Dear Secretary Duncan:
We write regarding the negotiated rulemaking process for changes to the Pay as You Earn (PAYE) program. At a time when outstanding federal student loan debt exceeds one trillion dollars, this essential program keeps payment levels affordable and manageable for millions of Americans. We share your goals of expanding eligibility for PAYE and applaud your efforts to improve the customer service and support to the 41 million Americans with federal student loan debt. However, we have significant concerns about the Department’s draft proposal, which was recently presented to the negotiated rulemaking committee. The draft proposal would add unnecessary complexity, increase costs for responsible low- and middle-income borrowers, and result in the disparate treatment of graduate and undergraduate borrowers.
The Department already offers four separate income-driven student loan repayment plans with varying eligibility requirements, costs, and benefits. Instead of expanding PAYE, the draft proposal would add a fifth option, called the Revised Pay As You Earn (REPAYE) plan, to the existing maze of programs. The proposed program includes new regulations that would extend repayment periods by as long as five years for any student with graduate debt, potentially costing those borrowers thousands of dollars in additional payments. The federal government should be making it easier for students to pursue their dreams after graduation, not saddling them with additional cost and anxiety.
The Direct Loan program continues to generate significant revenue for the federal government, estimated to total $89 billion over the next ten years.
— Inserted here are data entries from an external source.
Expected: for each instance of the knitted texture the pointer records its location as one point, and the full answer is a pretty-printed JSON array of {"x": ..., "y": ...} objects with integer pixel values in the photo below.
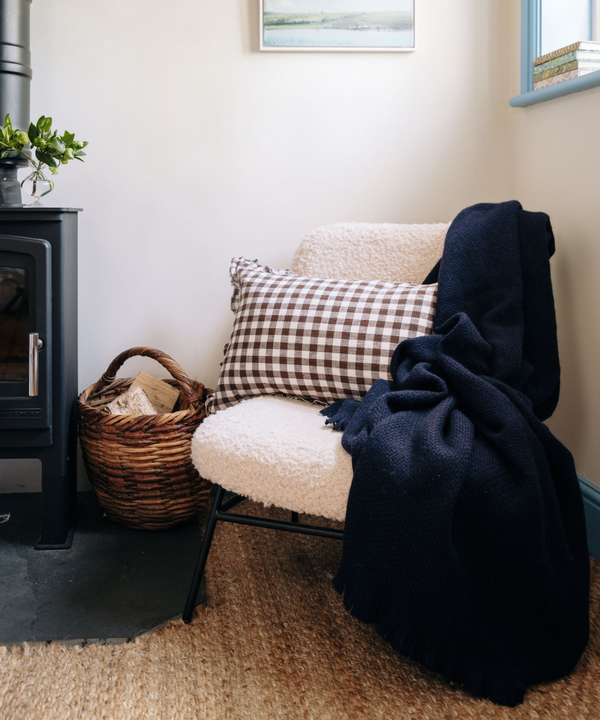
[{"x": 465, "y": 537}]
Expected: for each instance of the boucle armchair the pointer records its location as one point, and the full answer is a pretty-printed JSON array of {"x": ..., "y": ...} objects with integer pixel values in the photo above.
[{"x": 277, "y": 450}]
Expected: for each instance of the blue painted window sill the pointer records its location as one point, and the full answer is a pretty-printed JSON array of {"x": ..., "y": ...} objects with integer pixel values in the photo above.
[{"x": 564, "y": 88}]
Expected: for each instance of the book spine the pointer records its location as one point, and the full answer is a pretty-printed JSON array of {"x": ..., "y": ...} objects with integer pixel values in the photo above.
[
  {"x": 566, "y": 67},
  {"x": 582, "y": 55},
  {"x": 560, "y": 78},
  {"x": 581, "y": 45}
]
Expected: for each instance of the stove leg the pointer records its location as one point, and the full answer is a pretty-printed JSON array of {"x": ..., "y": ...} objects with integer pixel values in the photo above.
[{"x": 59, "y": 516}]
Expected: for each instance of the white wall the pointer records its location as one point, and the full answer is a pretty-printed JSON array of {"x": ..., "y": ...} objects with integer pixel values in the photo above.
[
  {"x": 202, "y": 148},
  {"x": 555, "y": 159}
]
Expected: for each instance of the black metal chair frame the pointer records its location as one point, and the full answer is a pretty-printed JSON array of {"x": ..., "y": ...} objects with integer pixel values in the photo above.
[{"x": 220, "y": 511}]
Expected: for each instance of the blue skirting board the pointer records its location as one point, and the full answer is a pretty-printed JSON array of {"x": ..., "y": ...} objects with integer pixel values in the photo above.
[{"x": 591, "y": 504}]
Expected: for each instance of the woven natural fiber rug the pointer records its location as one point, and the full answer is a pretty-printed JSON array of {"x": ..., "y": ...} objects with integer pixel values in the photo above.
[{"x": 273, "y": 642}]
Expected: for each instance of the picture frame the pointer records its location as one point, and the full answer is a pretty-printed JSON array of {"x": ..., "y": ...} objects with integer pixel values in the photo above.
[{"x": 337, "y": 25}]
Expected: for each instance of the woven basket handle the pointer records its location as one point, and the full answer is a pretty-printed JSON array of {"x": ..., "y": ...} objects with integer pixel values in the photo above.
[{"x": 165, "y": 360}]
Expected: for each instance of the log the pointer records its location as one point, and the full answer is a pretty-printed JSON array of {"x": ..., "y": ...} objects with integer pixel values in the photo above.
[
  {"x": 162, "y": 396},
  {"x": 133, "y": 402}
]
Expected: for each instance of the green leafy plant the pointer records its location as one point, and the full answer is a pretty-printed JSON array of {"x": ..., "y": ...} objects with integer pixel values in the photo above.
[{"x": 50, "y": 149}]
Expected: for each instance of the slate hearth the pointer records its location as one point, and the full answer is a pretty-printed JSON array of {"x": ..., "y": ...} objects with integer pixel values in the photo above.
[{"x": 114, "y": 582}]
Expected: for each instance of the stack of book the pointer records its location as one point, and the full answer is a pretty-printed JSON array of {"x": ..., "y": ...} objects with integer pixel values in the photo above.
[{"x": 577, "y": 59}]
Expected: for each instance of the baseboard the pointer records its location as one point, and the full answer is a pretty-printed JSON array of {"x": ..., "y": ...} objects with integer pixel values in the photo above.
[{"x": 591, "y": 504}]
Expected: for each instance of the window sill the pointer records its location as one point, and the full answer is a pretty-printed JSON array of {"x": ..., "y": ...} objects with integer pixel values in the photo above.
[{"x": 564, "y": 88}]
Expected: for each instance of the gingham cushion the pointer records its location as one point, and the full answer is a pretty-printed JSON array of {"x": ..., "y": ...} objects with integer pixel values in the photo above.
[{"x": 313, "y": 338}]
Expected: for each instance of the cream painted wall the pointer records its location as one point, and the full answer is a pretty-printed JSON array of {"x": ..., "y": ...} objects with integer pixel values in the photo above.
[
  {"x": 555, "y": 158},
  {"x": 202, "y": 148}
]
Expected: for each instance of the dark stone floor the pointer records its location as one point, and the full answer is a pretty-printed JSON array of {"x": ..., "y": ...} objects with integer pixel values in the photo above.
[{"x": 114, "y": 582}]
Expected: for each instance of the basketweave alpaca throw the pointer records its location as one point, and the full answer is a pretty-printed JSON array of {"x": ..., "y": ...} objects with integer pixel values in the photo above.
[{"x": 465, "y": 536}]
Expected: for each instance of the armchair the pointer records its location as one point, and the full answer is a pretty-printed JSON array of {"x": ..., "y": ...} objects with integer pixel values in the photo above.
[{"x": 277, "y": 450}]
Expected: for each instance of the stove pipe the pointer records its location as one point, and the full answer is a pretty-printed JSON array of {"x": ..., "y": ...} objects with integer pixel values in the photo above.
[{"x": 15, "y": 82}]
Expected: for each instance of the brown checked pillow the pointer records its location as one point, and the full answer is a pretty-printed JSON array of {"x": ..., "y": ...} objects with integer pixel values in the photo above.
[{"x": 315, "y": 338}]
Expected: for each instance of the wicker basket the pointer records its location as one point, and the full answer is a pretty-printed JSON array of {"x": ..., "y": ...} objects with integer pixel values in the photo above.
[{"x": 140, "y": 465}]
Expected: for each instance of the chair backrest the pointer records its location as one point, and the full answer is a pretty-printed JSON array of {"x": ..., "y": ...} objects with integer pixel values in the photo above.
[{"x": 371, "y": 251}]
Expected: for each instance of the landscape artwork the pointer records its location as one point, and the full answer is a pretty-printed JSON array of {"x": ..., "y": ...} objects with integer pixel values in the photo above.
[{"x": 385, "y": 25}]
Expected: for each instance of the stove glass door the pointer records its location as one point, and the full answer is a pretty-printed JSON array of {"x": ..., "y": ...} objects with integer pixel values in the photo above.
[{"x": 14, "y": 324}]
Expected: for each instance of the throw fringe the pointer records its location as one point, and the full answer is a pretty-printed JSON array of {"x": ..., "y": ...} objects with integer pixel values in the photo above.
[
  {"x": 340, "y": 413},
  {"x": 491, "y": 683}
]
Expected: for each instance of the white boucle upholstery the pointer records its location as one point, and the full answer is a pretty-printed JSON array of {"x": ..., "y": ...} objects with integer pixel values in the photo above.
[
  {"x": 277, "y": 451},
  {"x": 371, "y": 251}
]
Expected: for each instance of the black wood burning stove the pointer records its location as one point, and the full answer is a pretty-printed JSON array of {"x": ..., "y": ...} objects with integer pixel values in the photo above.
[{"x": 38, "y": 356}]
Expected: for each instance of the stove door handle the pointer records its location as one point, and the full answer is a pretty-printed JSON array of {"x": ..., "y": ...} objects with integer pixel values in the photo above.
[{"x": 35, "y": 345}]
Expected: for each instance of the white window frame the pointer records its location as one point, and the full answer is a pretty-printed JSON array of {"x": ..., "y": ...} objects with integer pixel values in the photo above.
[{"x": 531, "y": 43}]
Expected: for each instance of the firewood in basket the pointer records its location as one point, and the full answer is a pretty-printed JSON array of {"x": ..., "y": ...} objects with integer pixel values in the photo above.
[
  {"x": 133, "y": 402},
  {"x": 162, "y": 396}
]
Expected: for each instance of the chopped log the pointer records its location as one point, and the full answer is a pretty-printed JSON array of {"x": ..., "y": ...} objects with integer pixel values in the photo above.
[
  {"x": 162, "y": 396},
  {"x": 133, "y": 402}
]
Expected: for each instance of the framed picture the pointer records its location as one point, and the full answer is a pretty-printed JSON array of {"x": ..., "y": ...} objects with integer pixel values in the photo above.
[{"x": 337, "y": 25}]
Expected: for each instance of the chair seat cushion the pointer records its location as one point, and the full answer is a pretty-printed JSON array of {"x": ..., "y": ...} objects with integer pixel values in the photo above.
[{"x": 278, "y": 451}]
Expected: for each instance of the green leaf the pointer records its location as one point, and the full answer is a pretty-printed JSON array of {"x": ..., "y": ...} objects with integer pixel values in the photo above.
[{"x": 57, "y": 145}]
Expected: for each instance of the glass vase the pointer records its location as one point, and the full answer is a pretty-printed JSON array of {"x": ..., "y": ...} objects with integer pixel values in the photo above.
[{"x": 36, "y": 185}]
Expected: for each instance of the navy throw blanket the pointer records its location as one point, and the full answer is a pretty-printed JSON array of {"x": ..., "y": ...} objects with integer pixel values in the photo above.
[{"x": 465, "y": 536}]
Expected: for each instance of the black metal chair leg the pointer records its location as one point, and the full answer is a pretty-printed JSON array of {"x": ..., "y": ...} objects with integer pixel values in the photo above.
[{"x": 203, "y": 555}]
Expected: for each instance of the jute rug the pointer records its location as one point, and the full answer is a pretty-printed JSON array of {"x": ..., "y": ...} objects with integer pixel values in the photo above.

Whatever changes the Department makes to income-driven repayment options, the government will undoubtedly continue to generate revenue from borrowers struggling to repay their student loan debt. The Department can and should channel a substantial portion of these revenues to expanding and improving the existing PAYE plan. The goal should be to help as many borrowers as possible, not to maximize government revenue.
When President Obama announced his intention to make student loans more affordable last year, he spoke of the need to simplify repayments for students with loans too old to qualify under the current PAYE rules. These sentiments have been echoed by students and advocates who have since weighed in on this issue. The arbitrary eligibility limits under PAYE make little sense, and we hoped the President’s announcement would lead the Department to improve the current program. Instead, the current draft proposal presents unnecessary eligibility restrictions that would make loan repayment even more challenging for graduate student borrowers. We urge you to support simple and straightforward action to extend the existing PAYE plan to cover additional borrowers.